Saturday, January 9, 2010

The Visit

Bill Clinton visited the Oval Office the other day.

"Barry," he said. "You've moved the desk."

"No," the President said, "it's right where I found it when I moved in."

"Way to the right of where I had it," Mr. Clinton said.

"Looks to me like it's smack dab in the center," Mr. Obama insisted.


B.C.: "We could call in an intern to measure."

B.O. "No interns!!  Basketball is the preferred sport around here these days."

B.C.  "Whatever.  I came around to offer some advice."

B.O.  "Advice?  But you almost got impeached!"

B.C.: "Only after I'd won a second term."

     (Thoughtful pause.)

B.O. "What's your advice?"

B.C. "Keep an ear to the ground and find out what the Republicans are proposing.  Then offer it as if it were your idea.  That trick always worked for me."

B.O.: "Bill, the Republicans don't propose anything these days.  They oppose everything."

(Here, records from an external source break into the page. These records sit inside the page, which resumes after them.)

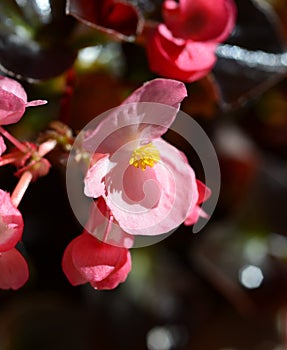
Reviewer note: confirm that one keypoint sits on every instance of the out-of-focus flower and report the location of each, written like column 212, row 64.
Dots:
column 13, row 268
column 183, row 47
column 115, row 17
column 13, row 101
column 146, row 182
column 14, row 271
column 88, row 260
column 11, row 223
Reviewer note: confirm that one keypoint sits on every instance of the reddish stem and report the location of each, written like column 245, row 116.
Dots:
column 13, row 140
column 21, row 188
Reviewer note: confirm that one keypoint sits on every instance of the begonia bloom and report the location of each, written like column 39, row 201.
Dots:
column 146, row 183
column 2, row 146
column 88, row 260
column 200, row 20
column 11, row 223
column 14, row 271
column 13, row 101
column 203, row 194
column 181, row 59
column 183, row 47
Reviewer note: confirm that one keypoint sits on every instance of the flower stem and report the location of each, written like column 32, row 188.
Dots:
column 21, row 188
column 13, row 140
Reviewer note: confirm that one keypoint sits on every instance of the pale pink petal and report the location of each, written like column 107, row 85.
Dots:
column 185, row 60
column 200, row 20
column 14, row 271
column 203, row 194
column 154, row 201
column 165, row 91
column 13, row 87
column 145, row 115
column 2, row 146
column 94, row 184
column 203, row 191
column 11, row 223
column 72, row 274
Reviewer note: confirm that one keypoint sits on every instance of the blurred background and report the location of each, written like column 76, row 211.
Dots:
column 224, row 288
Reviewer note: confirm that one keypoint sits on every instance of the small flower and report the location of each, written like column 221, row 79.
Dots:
column 88, row 260
column 146, row 183
column 13, row 101
column 11, row 223
column 183, row 47
column 14, row 271
column 203, row 194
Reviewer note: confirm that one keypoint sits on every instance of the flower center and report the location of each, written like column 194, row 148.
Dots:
column 146, row 155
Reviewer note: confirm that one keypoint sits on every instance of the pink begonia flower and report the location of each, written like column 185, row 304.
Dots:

B.C.: "Well, Barry, your numbers are going down fast.  You've got to do something. Voters don't like the way you're handling the economy, foreign policy, health care."

B.O. "But I've got Geithner and Summers and the team working night and day on the economy.  Bush left the big banks needing a bailout.  Now they're showing a profit."

B.C. "A promising start, but. . ."

B.O.: "And I just won a Nobel Peace Prize. . . ."

B.C. : "For not being Bush. . ."

B.O. : "Talk about promising starts!"

B.C.: "Baucus, Nelson and Lieberman seem to have taken over the health care issue. . ."

B.O.: "Well, you turned it over to your wife, and that sure didn't work."

B.C.: "Speaking of Hillary, what's she up to these days?  Chelsea says her Mom travels a lot."


B.O.: "That's what Secretaries of State do, you know."

B.C. "Oops!  Plumb forgot she isn't in the Senate any more."

B.O.: "Anyway, you said you came to offer advice."

B.C. "Well, when voters are angry, I always found it's a good tactic to create a diversion.  Why don't you invade a Muslim country?"

B.O.: "Bush tried that and you know what happened to his numbers.  Isn't there any other kind of diversion?"

B.C.:  "I could check with Bob Rubin but he already works for you.  Doesn't Gates have any advice?"

B.O.: "He says he's got his hands full with Iraq, Afghanistan, Iran, North Korea. . ."

B.C.: "There's always Panama, but you need something that plays better in Peoria."

B.O.: "There must be some way to divert public attention from the shortcomings of the government ."

B.C.  "Well, there is one thing. . . . Do you know what a thong is?"